Dr. Opi Teci Darisma. M.Pd.I
Wah, sebentar lagi akan masuk masa libur sekolah saat ini anak- anak sekolah sedang disibukkan dengan ujian kenaikkan kelas dan setelah itu mereka akan menerima rapor. Hal lumrah para orangtua deg-degan saat penerimaan rapor, bagi orangtua yang terbiasa anaknya selalu rangking 1 akan merasa cemas kalau anaknya ternyata rangkingnya turun, bagi orangtua yang sudah tau setiap semesternya nilai rapor anak di bawah rata-rata akan cemas jika anaknya tidak naik kelas, ada orang tua yang cemas kalau nilai anaknya ada ‘merah’ untuk sekarang di istilahkan nilai belum memenuhi KKM (kriteria Ketuntasan Minimal) yang berarti mesti dituntaskan mengacu pada kebijakan sekolah masing-masing.
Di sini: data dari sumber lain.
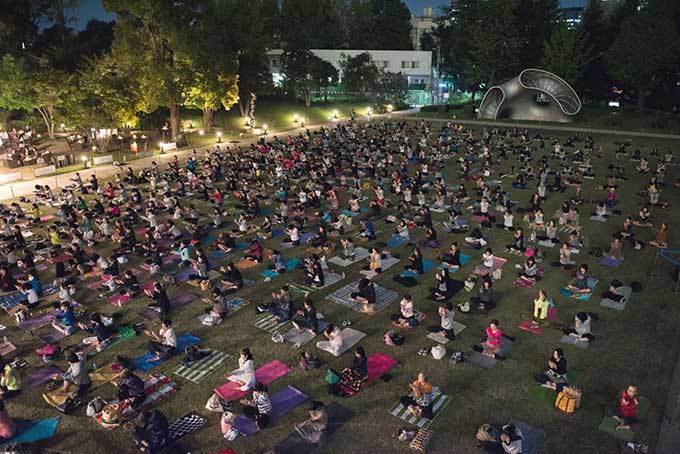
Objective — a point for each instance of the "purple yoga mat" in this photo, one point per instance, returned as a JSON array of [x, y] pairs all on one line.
[[38, 377], [282, 402]]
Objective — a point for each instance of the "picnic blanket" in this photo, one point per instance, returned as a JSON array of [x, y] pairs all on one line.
[[145, 362], [592, 282], [350, 337], [264, 374], [487, 362], [608, 424], [282, 402], [359, 255], [378, 364], [175, 303], [38, 377], [384, 297], [439, 402], [32, 430], [294, 444], [441, 338], [627, 292], [532, 437], [200, 369], [385, 264]]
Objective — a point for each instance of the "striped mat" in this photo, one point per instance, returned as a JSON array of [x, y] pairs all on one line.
[[202, 368], [268, 323], [384, 297], [438, 404]]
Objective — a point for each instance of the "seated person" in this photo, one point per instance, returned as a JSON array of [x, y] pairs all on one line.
[[164, 343], [451, 259], [492, 346], [10, 381], [627, 410], [130, 387], [313, 429], [581, 330], [102, 333], [445, 327], [365, 295], [419, 402], [355, 375], [150, 432], [65, 320], [334, 341], [579, 284], [307, 318], [407, 314], [258, 407], [556, 375]]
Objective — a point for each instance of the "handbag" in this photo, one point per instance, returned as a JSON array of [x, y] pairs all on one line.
[[332, 377], [565, 403]]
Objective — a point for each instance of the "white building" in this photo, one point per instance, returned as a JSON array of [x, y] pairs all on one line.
[[415, 65], [421, 25]]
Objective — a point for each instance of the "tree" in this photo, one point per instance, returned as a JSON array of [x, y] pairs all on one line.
[[645, 48], [42, 90], [494, 45], [565, 53], [359, 74]]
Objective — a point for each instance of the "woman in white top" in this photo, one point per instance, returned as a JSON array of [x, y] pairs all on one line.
[[334, 341], [245, 374]]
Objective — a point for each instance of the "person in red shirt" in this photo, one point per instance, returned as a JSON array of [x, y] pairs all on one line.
[[626, 412]]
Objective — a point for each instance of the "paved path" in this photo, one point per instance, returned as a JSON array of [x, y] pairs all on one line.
[[542, 127]]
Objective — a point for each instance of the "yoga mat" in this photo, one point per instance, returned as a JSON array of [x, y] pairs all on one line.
[[350, 337], [487, 362], [342, 296], [265, 374], [571, 340], [532, 438], [198, 370], [439, 337], [359, 255], [627, 292], [294, 444], [610, 262], [282, 402], [30, 431], [38, 377], [144, 362], [378, 364], [439, 402]]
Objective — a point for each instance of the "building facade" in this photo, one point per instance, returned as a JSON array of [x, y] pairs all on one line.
[[415, 65]]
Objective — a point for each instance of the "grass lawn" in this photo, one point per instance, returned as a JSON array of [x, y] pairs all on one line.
[[595, 117], [638, 345]]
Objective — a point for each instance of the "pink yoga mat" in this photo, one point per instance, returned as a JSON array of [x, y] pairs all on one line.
[[378, 365], [265, 374]]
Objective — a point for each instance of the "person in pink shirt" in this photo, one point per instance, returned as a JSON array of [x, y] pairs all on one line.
[[7, 426], [492, 346]]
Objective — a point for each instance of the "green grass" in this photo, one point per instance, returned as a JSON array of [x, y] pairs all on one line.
[[635, 346], [591, 117]]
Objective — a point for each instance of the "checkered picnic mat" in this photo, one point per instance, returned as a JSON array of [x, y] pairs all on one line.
[[198, 370], [184, 426], [269, 323], [439, 402], [384, 297]]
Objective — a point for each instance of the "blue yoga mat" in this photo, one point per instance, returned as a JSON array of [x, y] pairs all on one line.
[[144, 363], [29, 431]]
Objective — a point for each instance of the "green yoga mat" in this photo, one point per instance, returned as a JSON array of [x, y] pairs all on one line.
[[608, 424]]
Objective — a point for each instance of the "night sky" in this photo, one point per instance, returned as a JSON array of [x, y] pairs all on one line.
[[93, 9]]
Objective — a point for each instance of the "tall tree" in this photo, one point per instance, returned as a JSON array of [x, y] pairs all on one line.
[[494, 45], [565, 53], [644, 50]]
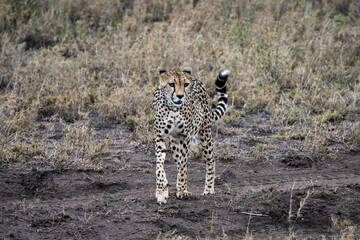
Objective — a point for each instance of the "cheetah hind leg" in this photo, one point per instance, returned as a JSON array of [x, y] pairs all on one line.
[[207, 151], [162, 195]]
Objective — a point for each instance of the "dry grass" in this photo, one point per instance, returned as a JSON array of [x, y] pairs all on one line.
[[296, 60]]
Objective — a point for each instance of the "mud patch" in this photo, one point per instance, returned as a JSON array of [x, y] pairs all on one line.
[[298, 161]]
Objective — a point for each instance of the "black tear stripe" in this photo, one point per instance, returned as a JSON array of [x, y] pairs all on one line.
[[222, 105]]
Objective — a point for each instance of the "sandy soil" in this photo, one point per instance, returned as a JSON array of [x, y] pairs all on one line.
[[253, 197]]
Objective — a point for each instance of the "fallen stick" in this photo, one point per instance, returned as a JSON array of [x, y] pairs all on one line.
[[255, 214]]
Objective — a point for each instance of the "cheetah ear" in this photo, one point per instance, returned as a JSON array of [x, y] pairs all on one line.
[[187, 70], [161, 71]]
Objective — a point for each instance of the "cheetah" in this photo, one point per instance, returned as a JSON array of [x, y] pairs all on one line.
[[182, 115]]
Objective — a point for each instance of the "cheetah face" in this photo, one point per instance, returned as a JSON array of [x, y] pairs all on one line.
[[176, 85]]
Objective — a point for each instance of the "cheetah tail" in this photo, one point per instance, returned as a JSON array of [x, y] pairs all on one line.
[[220, 84]]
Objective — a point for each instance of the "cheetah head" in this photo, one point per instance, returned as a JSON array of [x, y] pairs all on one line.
[[175, 84]]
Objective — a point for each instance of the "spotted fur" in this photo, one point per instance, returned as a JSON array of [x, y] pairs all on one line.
[[183, 113]]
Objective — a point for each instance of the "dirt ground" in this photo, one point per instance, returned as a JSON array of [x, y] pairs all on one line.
[[274, 195]]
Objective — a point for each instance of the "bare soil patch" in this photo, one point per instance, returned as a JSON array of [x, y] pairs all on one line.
[[252, 197]]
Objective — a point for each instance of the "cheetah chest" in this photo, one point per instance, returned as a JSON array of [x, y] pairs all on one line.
[[186, 123]]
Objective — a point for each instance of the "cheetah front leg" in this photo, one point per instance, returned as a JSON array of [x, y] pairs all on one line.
[[207, 153], [180, 150], [162, 192]]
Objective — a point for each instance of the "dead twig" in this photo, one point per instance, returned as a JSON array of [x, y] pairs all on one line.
[[255, 214]]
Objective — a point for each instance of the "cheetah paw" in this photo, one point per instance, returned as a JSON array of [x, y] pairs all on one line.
[[162, 195], [183, 194]]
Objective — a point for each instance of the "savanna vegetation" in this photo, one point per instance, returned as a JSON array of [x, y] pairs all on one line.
[[70, 61], [71, 68]]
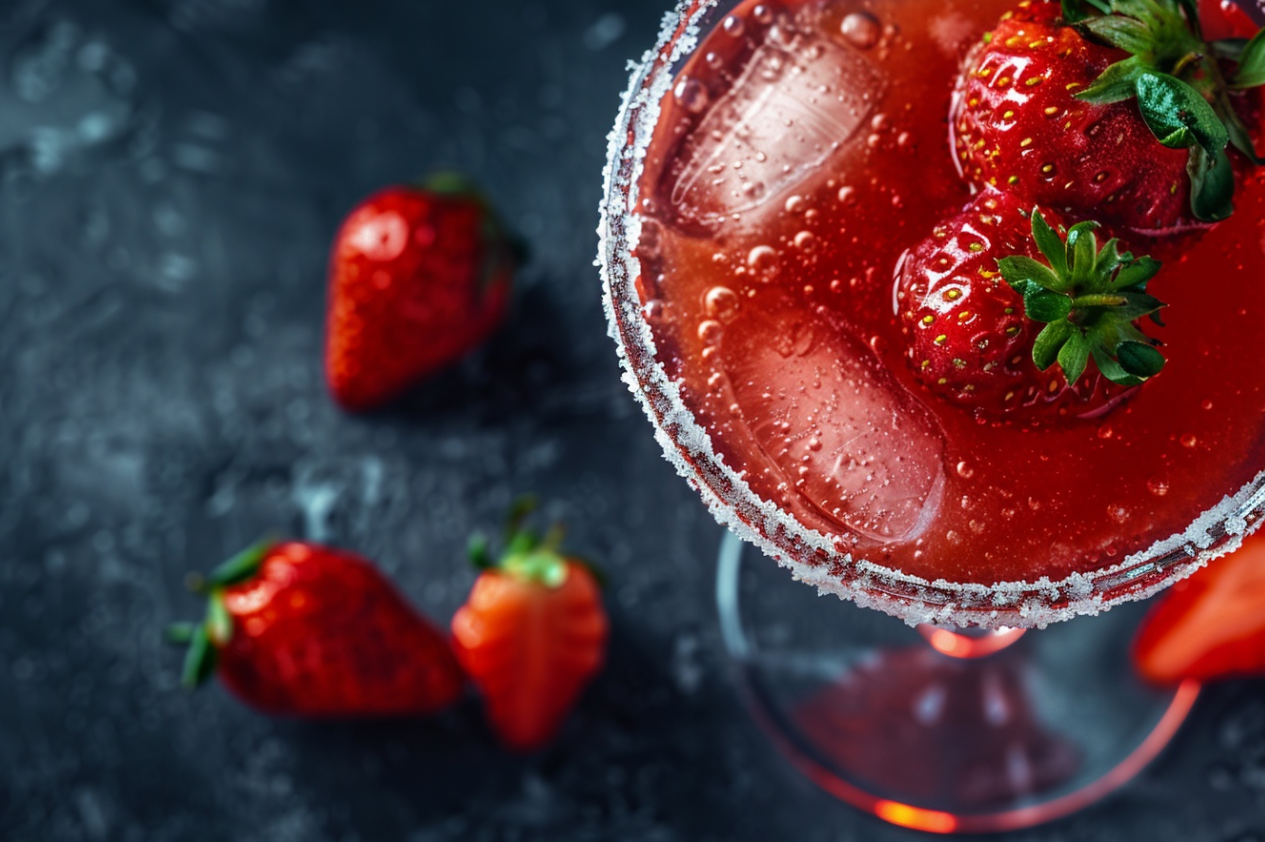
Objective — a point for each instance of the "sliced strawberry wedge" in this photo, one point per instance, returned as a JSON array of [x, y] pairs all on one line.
[[1209, 626]]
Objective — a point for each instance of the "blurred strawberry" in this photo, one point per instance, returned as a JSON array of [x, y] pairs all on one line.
[[531, 635], [1211, 625], [419, 276], [296, 628]]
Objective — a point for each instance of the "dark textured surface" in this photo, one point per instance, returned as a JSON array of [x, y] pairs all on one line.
[[172, 171]]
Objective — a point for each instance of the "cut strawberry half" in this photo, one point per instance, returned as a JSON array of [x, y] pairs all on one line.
[[1209, 626]]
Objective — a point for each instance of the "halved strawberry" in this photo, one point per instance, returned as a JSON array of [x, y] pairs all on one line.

Tapi apa yang mau saya sampaikan disini adalah tentang hasil rapor kalau nilainya memuaskan, jangan lupa mengapresiasi anak anda. Tapi janganlah sebagai orangtua hanya karena takut jika anak anda tidak dapat rangking 1 lagi lantas anda memaksa anak untuk terus belajar hingga kegiatan sehari-harinya hanya belajar dan belajar. Tentu belajar harus dilakukan setiap anak sekolah. Namun terus menerus belajar hingga lupa bermain dan bersosialisasi dengan lingkungannya, hanya akan menciptakan anak yang pandai secara akademis, namun kaku dalam bergaul dan rendah kepeduliannya terhadap lingkungan dan sesama. Padahal, agama, moral, rasa kepedulianlah yang sangat penting di pupuk kepada anak dari dini dan yang paling penting lagi adalah anak bahagia tidak stress. Mestinya kita lebih menghawatirkan anak bila tidak ada rasa takut menyakiti saudaranya dan temannya ketimbang menghawatirkan anak tidak bisa matematika, IPA, dan tidak rangking 1 lagi. Kemudian bagaimana sikap orangtua saat menerima rapor ternyata nilai anak kurang memuaskan, tidak mendapat rangking maka beri motivasi dan dorongan pada anak, sama-sama intropeksi diri, tetap puji anak agar anak tidak kehilangan semangatnya dan tentu saja agar anak tidak semakin down, dan yang terpenting sebagai orangtuafokuslah pada nilai tertinggi anak bukan nilai rendah nya.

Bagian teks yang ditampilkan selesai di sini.